2

I'm trying to use the squish method to reduce multiple white spaces in a string to single white spaces. However, I have a string with mutliple spaces which are not reduced. When I check for string[space_position].blank? it returns true, but its neither empty, nor does is it == ' '.
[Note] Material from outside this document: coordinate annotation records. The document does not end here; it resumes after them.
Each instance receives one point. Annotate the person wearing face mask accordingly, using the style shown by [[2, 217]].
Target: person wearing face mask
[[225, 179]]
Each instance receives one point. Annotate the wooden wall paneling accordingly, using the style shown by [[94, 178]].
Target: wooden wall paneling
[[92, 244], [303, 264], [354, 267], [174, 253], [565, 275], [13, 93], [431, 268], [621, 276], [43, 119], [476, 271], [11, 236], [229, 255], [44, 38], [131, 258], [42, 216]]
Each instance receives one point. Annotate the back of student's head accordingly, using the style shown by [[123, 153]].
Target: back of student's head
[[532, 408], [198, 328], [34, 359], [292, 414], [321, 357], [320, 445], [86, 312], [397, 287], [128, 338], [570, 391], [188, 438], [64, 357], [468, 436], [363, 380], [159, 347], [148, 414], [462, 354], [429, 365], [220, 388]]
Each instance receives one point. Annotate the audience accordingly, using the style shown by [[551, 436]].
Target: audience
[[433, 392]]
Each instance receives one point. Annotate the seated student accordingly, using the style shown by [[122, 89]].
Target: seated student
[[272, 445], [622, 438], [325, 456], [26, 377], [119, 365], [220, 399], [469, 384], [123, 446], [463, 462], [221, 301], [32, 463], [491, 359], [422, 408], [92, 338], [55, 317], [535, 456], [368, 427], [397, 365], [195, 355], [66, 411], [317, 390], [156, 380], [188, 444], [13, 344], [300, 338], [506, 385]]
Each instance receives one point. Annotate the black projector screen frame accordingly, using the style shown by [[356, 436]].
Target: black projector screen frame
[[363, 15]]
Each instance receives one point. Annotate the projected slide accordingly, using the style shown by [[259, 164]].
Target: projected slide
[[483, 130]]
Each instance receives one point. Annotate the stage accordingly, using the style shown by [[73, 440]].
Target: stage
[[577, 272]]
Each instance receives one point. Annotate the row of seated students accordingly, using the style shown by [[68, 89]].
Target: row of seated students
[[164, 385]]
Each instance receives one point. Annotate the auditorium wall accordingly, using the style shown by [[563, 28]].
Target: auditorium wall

What could cause this behavior?

Not sure if this is relevant, but the string comes from a mongoDB and was saved there by Locomotive CMS.

Cornflex
  • 639
  • 5
  • 15
  • Can you add 1) string before method call 2) args you are calling method with 3) what you would expect? This would make the question a bit clearer. – Puhlze May 18 '13 at 16:07
  • @Puhlze 1) The string is something like this: `string = "sth: Sth"`. 2) Which method do you mean? I'm simply calling string.squish, no arguments. 3) I would expect squish to output `"sth: Sth"`, and `string[6] == ' '` to be true. – Cornflex May 18 '13 at 16:20
  • In the first code example of my above comment there are actually 3 spaces between the colon and the S. – Cornflex May 18 '13 at 16:28
  • provide output of `string.chars.map(&:ord)`. – tokland May 18 '13 at 16:29
  • @tokland: the three spaces: [32,160,32]. By the way, the spaces are created by `Sanitize.clean(string).to_json[1..-2]`. – Cornflex May 18 '13 at 16:33
  • what's the string you have and what output you want? example please. – Arup Rakshit May 18 '13 at 17:58

2 Answers2

2

the three spaces: [32,160,32]

ASCII 160 is a non breaking space usually found in HTML, and apparently not recognized as squish as a space. Try to replace it before:

string.gsub(160.chr, ' ').squish
tokland
  • 66,169
  • 13
  • 144
  • 170
  • Very clever, thank you. However I'm getting an encoding error (`Encoding::CompatibilityError: incompatible encoding regexp match (ASCII-8BIT regexp with UTF-8 string)`). I did add `# encoding: utf-8` at the top of the file. Any ideas? – Cornflex May 18 '13 at 16:51
  • it works for me in a console (1.9.3). Try with `"\xA0`" or check http://stackoverflow.com/questions/1942148/ruby-1-9-regular-expressions-with-unknown-input-encoding – tokland May 18 '13 at 16:57
  • Sorry, I've been off work for a while. Unfortunately, the issue still persists. I don't understand how the link you posted is supposed to help? `string.count('\xA0')` returns 13 in my example. However, when I call `string.gsub!('\xA0')` nil is returned, meaning that nothing is replaced. Weird. – Cornflex May 31 '13 at 16:17
  • the link is supposed to help because you have ASCII-160 chars in your string, so it's good to know why those chars stand for. I don't understand that gsub! command you run, without the second argument. Ýou said your string was [32, 160, 32], right? in a console: [32, 160, 32].map(&:chr).join.gsub(160.chr, '').squish => "" – tokland May 31 '13 at 18:42
  • Sorry, the method I actually called was `string.gsub!('\xA0','')`, with second argument. Yes, what you write works. However, it doesn't with my string. I think the error I pasted above means, that my string is UTF-8 but the regexp is ASCII!? I tried `string = string.encode('UTF-8')` and called gsub again, nothing different. Calling `string.gsub("\xA0".encode('UTF-8'),' ')` leaves me with this error: `RegexpError: invalid multibyte character: /\xA0/` – Cornflex May 31 '13 at 19:22
  • I found the solution. The unicode for non-breaking spaces is u00a0. Thus I had to gsub /\u00a0/. Thanks for your help! http://stackoverflow.com/questions/2588942/convert-non-breaking-spaces-to-spaces-in-ruby – Cornflex May 31 '13 at 19:40
  • Actually solved this with `string.gsub(/[[:space:]]/,' ').squish` – Cornflex May 31 '13 at 19:52
  • it worked with POSIX-style? and failed with `string.gsub(/\s+/, ' ')`? – tokland May 31 '13 at 20:11
0
string.squish! 

This might modify the string itself. Also, any empty string like " ".blank? will return true.

deepthi
  • 685
  • 3
  • 9